Selecting the wrong business structure for your new venture can create a range of legal and financial problems. Entrepreneurs need to understand the risks associated with each structure to avoid costly mistakes.
It is important for business leaders to understand the issues that can arise by choosing the wrong structure. This will open the way to informed decisions and unobstructed operations in the future.
Personal liability
Choosing a sole proprietorship or partnership can leave personal assets at risk. If another party files a lawsuit against the business, of if the company goes into debt, creditors can pursue the business owner’s personal property. This could even include your home, vehicles and financial accounts. When forming a business, consider how the protection of a limited liability company or corporation can prevent significant personal financial loss.

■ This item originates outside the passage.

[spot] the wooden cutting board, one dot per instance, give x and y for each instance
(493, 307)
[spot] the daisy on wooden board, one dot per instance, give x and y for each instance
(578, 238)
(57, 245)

Shared liability in partnerships
In a general partnership, all partners share liability. This means one partner’s mistakes or legal troubles can impact the others. For example, if one partner takes on excessive business debt or engages in illegal activities, the other partners could be equally responsible. Without the right structure, and you may find yourself liable for actions you did not personally take.
Tax complications
An unfitting structure can lead to unexpected tax burdens. For example, corporations face double taxation, where both the business and shareholders must pay taxes. In contrast, sole proprietorships, partnerships and LLCs benefit from “pass-through” taxation, where only the owners incur taxes on business profits. Failing to choose a tax-efficient structure can increase the overall tax burden.
By carefully selecting the correct business structure, Indiana entrepreneurs can avoid these common legal and financial pitfalls. Understanding the risks of each option is key to ensuring long-term business success.